Oui, conforme au portrait de la Lucrèce antique,
Rudement occupée au labeur domestique,
La mère de famille est plus belle cent fois
Que Corinne, aux regards des peuples et des rois,
Reine par le droit seul de sa grande parole,
Sur un char de triomphe allant au Capitole !
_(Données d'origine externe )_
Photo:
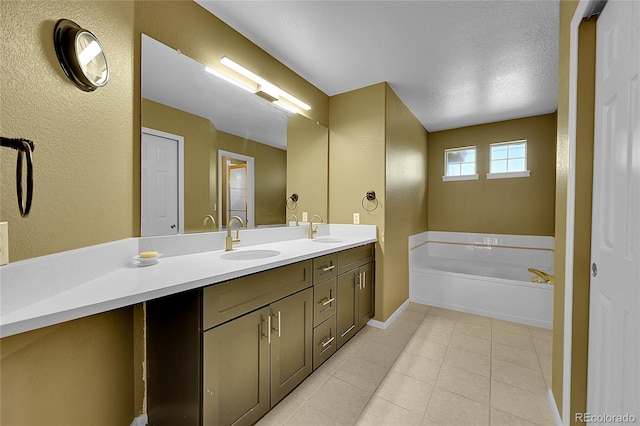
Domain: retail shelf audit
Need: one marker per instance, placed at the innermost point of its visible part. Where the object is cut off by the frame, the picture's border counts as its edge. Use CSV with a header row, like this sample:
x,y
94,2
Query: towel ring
x,y
294,202
370,196
25,149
Nous avons reçu une seconde lettre de M. A. Danican Philidor, dans laquelle il proteste de nouveau que l’artiste distingué dont nous avons raconté ici la vie, Alphonse Philidor, n’appartenait point à la famille du compositeur célèbre de la fin du XVIIIe siècle. Soit, et nous ne prétendons pas soutenir le contraire, comme on a pu le voir dans la réponse que nous avons mise à la suite de la première lettre de M. A. Danican Philidor ; mais il nous appartient de dire qu’Alphonse Philidor, qui du reste n’a jamais porté le nom de Danican, était un musicien de valeur, et le seul Philidor de nos jours qui méritât de fixer l’attention de la critique;


P. SCUDO.


V. DE MARS.


  1. l vol. in-12, L. Hachette et Co.
  2. 1 vol. in-12, Taride, rue de Marengo.
  3. 1 vol. gr. in-18, Michel Lévy.
  4. 1 vol. in-12, Paris, chez Cherbuliez, 10, rue de la Monnaie.
  5. 1 vol. in-12, L. Hachette.
  6. 1 vol. in-12, Poulet-Malassis et de Broise.
  7. Victor Hugo, Mélanges littéraires.
  8. 1 vol. in-8o, chez Henri Pion, 8, rue Garancière.